Finally U.S. axe falls on former corrupt Afghan officials 

Jalil Afridi

Washington DC: After years of asking questions by The Frontier Post about the corruption by Afghan officials during former Afghan President Ashraf Ghani, the U.S. State Department Spokesperson, Matthew Miller finally acknowledged that former Afghan official Mir Rehman Rehmani and his son Ajmal Rehmani have been sanctioned by the U.S. treasury department. 

Mr Mir Rehman Rehmani was Speaker of the Afghan House of the People and a well known businessman. There are 44 other entities which have also been sanctioned due to their association with Mr Rehmani. 

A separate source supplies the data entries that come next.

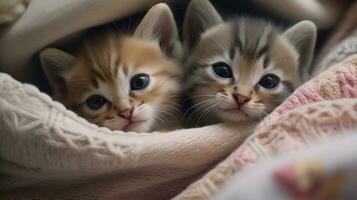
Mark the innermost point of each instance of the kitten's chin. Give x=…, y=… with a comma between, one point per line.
x=140, y=126
x=234, y=115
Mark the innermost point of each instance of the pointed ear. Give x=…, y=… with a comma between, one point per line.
x=200, y=16
x=303, y=37
x=55, y=63
x=159, y=24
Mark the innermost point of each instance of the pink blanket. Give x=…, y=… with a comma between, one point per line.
x=316, y=111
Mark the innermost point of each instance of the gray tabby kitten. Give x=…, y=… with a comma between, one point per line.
x=243, y=68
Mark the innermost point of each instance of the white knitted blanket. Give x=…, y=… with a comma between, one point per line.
x=46, y=147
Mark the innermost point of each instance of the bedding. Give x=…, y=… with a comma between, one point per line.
x=322, y=171
x=47, y=152
x=307, y=116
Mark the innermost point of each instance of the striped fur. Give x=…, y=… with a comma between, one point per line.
x=105, y=64
x=252, y=48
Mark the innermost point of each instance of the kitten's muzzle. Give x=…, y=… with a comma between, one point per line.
x=127, y=113
x=240, y=99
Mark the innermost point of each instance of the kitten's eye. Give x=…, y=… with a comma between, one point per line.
x=139, y=82
x=96, y=102
x=269, y=81
x=222, y=70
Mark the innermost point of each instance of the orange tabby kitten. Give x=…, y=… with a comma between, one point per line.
x=118, y=81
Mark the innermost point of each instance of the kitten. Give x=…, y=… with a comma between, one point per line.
x=122, y=82
x=243, y=68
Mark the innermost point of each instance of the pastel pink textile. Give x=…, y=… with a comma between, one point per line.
x=317, y=111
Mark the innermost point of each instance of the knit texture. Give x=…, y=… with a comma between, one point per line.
x=306, y=117
x=48, y=152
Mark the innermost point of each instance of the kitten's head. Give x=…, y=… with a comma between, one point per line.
x=120, y=82
x=242, y=69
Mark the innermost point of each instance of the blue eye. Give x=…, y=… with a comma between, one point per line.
x=139, y=82
x=269, y=81
x=222, y=70
x=96, y=102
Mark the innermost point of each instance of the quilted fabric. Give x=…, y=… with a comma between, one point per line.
x=319, y=172
x=304, y=118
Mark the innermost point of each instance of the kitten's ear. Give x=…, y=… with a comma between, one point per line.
x=55, y=63
x=159, y=24
x=200, y=16
x=303, y=37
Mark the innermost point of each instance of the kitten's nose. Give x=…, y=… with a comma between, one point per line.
x=127, y=113
x=240, y=99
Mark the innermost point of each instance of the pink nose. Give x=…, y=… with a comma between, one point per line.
x=127, y=113
x=240, y=99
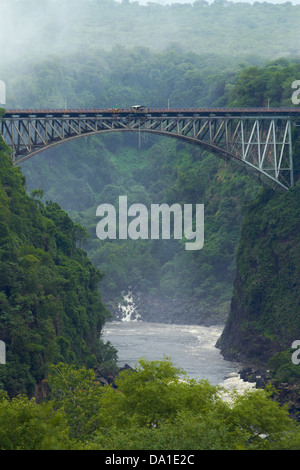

Miss Nazira Karimi, a senior Afghan journalist while asking the question especially mentioned this scribe for raising this issue for several years. 

It has been widely reported by several others news media outlets as well that Afghan officials were involved in transnational crimes, looting the American government. 

The sad part of the whole story is that the Afghan officials were taking money from the U.S. to help out other poor Afghans, but instead that money was landing in countries like UAE, UK, US, Canada, Turkey and the off shore companies in Bahamas. 

For years, The Frontier Post was raising this issue at U.S. State Department and with former Afghan Ambassador to the U.S., Hamdullah Mohib that the aid mentioned by the U.S. is not reaching the hands of the poor. It is pertinent to mention that top U.S. media outlets have now reported that Hamdullah Mohib himself owns several properties in the U.S. and around the world. Mohib was among those individuals who flew out of Afghanistan in helicopter with former President Ashraf Ghani as his National Security Advisor and his cash boy. 

It is also important to bring on record that there were several projects even in Kabul where several millions of U.S. tax payers were allocated for a project, but sadly the project did not even exist in first place. 

Another reality related to this story is that  it is not only Afghan nationals who were involved in this saga of corruption, but Afghan Americans and American contractors and big U.S. defence companies were also minting from that ocean of dollars which was flowing in Afghanistan for twenty years. 

An employee of one of one of the top US defence company in Arlington told this scribe on the condition of anonymity that “at that time we would give contract not to the lowest bidding company but to the highest bidding company.”